OUT OF LEFT FIELD Although the focus of Screenings is on the pilots for the five broadcasters, distribution chieftains increasingly screen material from their cable siblings. Several such titles caught buyers’ fancy: Siren, which is one of the new offerings from Disney’s Freeform; The Sinner, a mystery procedural from NBCUniversal’s USA Network; and Snowfall, a gritty exposé of the drug trade from Fox’s FX outlet. “We really don’t distinguish between broadcast and cable shows when we come to buy. We have done quite well with a number of shows produced for cable in the U.S.,” Mackin said.
ENOUGH ALREADY After a week in darkened screening rooms it was inevitable that buyers would tire of something there was too much of. Fatigue set in for what regards superheroes. “Let the movies do that; that’s not what TV viewers want. There are just too many of these super-endowed guys,” quipped Rudiger Boss, executive VP of group programming acquisitions at ProSiebenSat.1.
ART OF THE DEAL No seller bothers to tout one single deal these days, preferring instead to talk about the portfolio of assets he or she manages and which has to be monetized.
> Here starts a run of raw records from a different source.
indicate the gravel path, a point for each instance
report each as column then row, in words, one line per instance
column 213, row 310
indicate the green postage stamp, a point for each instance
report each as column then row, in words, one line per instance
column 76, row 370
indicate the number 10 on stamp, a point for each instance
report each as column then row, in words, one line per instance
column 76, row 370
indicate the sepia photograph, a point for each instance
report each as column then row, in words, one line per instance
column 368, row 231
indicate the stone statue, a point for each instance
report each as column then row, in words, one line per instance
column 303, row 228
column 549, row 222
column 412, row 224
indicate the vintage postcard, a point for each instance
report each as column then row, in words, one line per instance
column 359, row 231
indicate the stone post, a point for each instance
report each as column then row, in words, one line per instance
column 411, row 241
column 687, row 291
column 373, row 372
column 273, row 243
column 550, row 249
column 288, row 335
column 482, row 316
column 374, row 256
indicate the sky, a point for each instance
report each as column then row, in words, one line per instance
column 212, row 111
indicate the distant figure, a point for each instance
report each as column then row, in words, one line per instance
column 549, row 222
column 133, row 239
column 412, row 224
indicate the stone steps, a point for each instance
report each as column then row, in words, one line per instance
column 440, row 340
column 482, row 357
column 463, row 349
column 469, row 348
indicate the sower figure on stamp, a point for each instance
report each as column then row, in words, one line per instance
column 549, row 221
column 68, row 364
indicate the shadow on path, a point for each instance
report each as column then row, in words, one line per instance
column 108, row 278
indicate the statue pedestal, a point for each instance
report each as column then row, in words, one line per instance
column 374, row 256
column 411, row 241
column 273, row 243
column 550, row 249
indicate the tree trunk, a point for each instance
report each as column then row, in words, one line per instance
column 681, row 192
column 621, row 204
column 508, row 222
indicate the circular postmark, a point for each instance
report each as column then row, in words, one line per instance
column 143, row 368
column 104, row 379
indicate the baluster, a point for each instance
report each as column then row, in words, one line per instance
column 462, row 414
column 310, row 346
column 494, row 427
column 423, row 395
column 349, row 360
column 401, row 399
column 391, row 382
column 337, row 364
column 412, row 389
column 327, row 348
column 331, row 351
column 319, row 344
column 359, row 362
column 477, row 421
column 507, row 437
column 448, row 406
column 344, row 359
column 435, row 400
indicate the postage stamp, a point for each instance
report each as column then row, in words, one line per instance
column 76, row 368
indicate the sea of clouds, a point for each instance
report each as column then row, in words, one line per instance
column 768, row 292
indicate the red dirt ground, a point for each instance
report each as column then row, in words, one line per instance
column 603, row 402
The Screenings has devolved into a showcase for product, which many studios follow up on a few weeks later by setting up shop in various locales abroad to firm up their sales pitches.
THE BIG QUESTION What every buyer wanted to know from every producer or writer who dared show up: “Where does your show go from here?” As good as most pilots looked on screen, very few folks are prepared to fork out for something before they know what they’re getting in terms of story arc. Actual deals may not come together for as much as six months.
THE SHOW IN SHOWBIZ All the studios made efforts, some more elaborate than others, to turn their back lots into a funhouse—photo ops with stars, visits to sets, virtual reality experiences and robots, chats with producers and parties.
FREEBIES In keeping with the more staid approach to the business that TV types adhere to, tchotchkes were pertinent but not lavish. Pens that light up in the dark are always good—thank you Warner Bros. and CBS—as are the latest little tech gizmos that appeared here and there, (and befuddled some recipients). Best of all was a colorful blanket passed out by Lionsgate for those darkened rooms. And no, the blankets weren’t to encourage buyers to sleep through the screening of Candy Crush but rather to keep them warm if the AC got too energetic.